The deepening divide within Germany has also played out in its media landscape.

In two major editorials published in late July, Der Spiegel magazine accused Israel of violating international humanitarian law and condemned what it said was the German government's complicity. The front cover displayed a picture of Gaza women holding out empty bowls with the headline: "A Crime".

Meanwhile Bild, the mass-market daily owned by Axel Springer, Germany's largest media group, decried the lack of outrage toward Islamist Hamas whose cross-border assault on Israeli communities triggered the war, pointing to what it saw as growing anti-Israel sentiment and one-sided protests.

Filipp Piatov, a Bild reporter whose X account is followed by Merz, accused the chancellor on Friday of doing exactly what he had criticized others for, "that Germany is cutting off support to its ally in the middle of a war."

Israel denies having a policy of starvation in Gaza, and says Hamas, which killed some 1,200 people in its October 7, 2023 attack and took 251 hostages back to Gaza, could end the crisis by surrendering.

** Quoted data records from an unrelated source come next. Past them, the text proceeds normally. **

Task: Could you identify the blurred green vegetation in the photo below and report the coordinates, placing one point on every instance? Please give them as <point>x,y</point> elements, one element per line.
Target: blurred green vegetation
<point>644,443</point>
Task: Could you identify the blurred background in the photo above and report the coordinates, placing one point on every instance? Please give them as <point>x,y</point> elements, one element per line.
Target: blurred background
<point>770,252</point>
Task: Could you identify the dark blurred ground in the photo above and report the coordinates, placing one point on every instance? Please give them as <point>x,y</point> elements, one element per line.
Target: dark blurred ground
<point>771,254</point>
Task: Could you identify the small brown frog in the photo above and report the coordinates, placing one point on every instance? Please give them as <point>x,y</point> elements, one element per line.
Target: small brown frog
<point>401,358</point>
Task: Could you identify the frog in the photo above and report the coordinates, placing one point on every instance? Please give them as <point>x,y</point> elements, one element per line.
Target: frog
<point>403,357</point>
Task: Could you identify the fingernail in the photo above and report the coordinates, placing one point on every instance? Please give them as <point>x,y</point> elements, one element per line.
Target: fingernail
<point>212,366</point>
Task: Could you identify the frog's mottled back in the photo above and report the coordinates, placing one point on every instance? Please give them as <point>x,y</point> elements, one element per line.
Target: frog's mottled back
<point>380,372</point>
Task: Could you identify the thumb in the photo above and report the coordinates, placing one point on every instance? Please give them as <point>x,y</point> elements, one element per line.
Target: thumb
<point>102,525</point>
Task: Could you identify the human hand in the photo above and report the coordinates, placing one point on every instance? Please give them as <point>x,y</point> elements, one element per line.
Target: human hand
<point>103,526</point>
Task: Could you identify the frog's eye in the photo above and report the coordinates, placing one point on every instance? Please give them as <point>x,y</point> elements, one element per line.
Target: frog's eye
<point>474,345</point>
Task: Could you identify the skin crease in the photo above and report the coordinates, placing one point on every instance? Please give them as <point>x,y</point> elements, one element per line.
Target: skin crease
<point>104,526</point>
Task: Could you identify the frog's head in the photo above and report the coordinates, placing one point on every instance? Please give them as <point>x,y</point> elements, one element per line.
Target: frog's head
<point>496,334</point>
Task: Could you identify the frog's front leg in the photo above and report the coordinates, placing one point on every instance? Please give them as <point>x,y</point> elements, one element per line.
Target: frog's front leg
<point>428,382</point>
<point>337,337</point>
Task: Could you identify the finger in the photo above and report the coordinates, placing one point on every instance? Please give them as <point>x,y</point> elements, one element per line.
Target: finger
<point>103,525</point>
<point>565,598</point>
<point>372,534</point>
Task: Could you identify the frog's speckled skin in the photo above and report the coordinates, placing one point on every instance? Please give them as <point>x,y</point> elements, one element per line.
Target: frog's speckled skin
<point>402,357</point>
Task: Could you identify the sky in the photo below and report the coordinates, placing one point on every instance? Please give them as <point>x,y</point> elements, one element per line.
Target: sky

Israel's ground and air war in Gaza has killed over 60,000 Palestinians, according to Gaza's health ministry.

Critics had argued that Germany's approach has been overly hesitant, weakening the West's collective ability to apply meaningful pressure for an end to the fighting and restrictions on humanitarian aid to the Israeli-besieged enclave.

Germany had hitherto even been cautious about a modest sanction such as supporting the partial suspension of Israel's access to the EU's flagship research funding program.

There are other reasons for Germany's reluctance to criticize Israel beyond its Nazi past, analysts say, including its strong trading relationship with Israel and the United States.

Germany is Israel's second biggest weapons supplier after the US, but also buys arms from Israel as part of a massive revamp of its armed forces since Russia's invasion of Ukraine in 2022. That includes the Arrow-3 missile interception system.

Last week, Israeli defense company Elbit Systems announced a $260 million deal with Airbus to equip the German Air Force’s A400M planes with directed infrared defense systems.

"German arrogance should be avoided," Volker Beck, a former member of parliament and the head of the German-Israeli Society, told Reuters.

"If Israel were to retaliate by restricting arms deliveries to Germany, the future of German air security would look grim."